As Patrick Lencioni argues in The Motive, most leaders don’t fail because they lack competence. They fail because they never wanted the responsibility of developing other leaders in the first place.
I’m going to get real nasty with you for a minute.
A CEO who avoids coaching, avoids conflict, and avoids accountability doesn’t have a talent problem. They have a motive problem. And no amount of recruiting will fix that.
Some executives secretly believe their team should just “be like them” like competence is genetic. But no one becomes exceptional by proximity. The teams you admire aren’t 2x more committed to development. They’re 10x more obsessed with it, because they know talent doesn’t scale without intervention.
This means your real work isn’t just designing leadership systems. It’s confronting gently, directly, and repeatedly the uncomfortable truth that leadership requires vulnerability. And vulnerability is hell for insecure leaders.
If your CEO wants the perks of leadership but avoids the responsibility of developing other leaders, the organization will always default back to heroic individualism. And you will always be cleaning up after it.
A world-class leadership team is not the product of charismatic hiring or “high standards.” It is the outcome of a leader who is willing to do the unglamorous work of building people who might one day challenge them.
That is the moral and operational test of leadership. And it is why this responsibility breaks more companies than any spreadsheet ever will.
3. Don’t run out of money
This one is obvious. But while money isn’t everything, it is the only thing whose absence is instantly fatal.
The reason this sits third is because it’s radically easier to protect capital when direction is clear and leadership is strong. Chaos is expensive. Avoidance is expensive. Weak teams are expensive.

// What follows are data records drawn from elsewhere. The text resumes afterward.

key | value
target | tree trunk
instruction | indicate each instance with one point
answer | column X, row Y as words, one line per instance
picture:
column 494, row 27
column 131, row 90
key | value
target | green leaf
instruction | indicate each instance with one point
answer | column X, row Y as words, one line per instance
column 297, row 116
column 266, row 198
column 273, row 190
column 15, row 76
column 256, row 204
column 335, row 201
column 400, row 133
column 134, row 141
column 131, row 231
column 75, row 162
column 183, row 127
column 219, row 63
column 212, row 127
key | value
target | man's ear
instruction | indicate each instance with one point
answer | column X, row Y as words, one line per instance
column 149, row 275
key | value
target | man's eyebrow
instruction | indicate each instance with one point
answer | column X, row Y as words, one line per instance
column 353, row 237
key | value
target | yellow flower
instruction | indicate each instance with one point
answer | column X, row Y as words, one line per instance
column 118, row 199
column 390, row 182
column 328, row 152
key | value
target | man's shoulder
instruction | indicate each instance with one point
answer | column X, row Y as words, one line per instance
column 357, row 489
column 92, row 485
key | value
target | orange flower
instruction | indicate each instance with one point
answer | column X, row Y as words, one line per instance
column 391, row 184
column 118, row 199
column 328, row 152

Have you ever heard of a company dying from a lack of spreadsheets? Exactly. But they do die from a lack of perspective, honesty and urgency. Look at the 2008 US mortgage crisis. The data wasn’t hidden. The signals weren’t obscure. The danger was sitting in plain sight, but the entire system chose not to look. Money problems rarely hide. People just refuse to see them.
Your role is not to do finance. It’s to prevent your principal from being blindsided.
In practice, that means:
Ensuring the CEO and CFO operate on shared reality
Designing cadences that force visibility, not surprises
Asking naïve questions before they become expensive answers
Translating financial implications to operators who drive cost
Encouraging wartime posture before the bank forces it
Sometimes your job is simply to make sure your principal never learns bad news from the people who send invoices. They should always hear it from you or the CFO equivalent.
And yes, you need enough financial literacy to notice existential signals. But not to model. To be able to diagnose.
Companies don’t collapse because the numbers were unknowable. They collapse because people chose optimism over truth, speed over clarity, and silence over accountability.
That’s why the most valuable person in the room is the one willing to ask the dumb question everyone else is silently praying no one asks.
Running out of money is never a math problem. It’s a courage problem.
The brutal truth
Great companies are often held together by heroic Chiefs who change companies. They quietly bend history because they design systems where heroes are no longer required.
And while your principal carries the burden of the future, you carry the burden of making sure they survive long enough to build it.
If you’re really doing the job well, you’re not trying to look smart. You’re focused on what the role requires and on getting results. And that becomes an act of architecture: the slow, disciplined work of building clarity, alignment, and truth.
That is real leverage.
And that is the work of Zazu and every great advisor who has ever stood at altitude beside a king.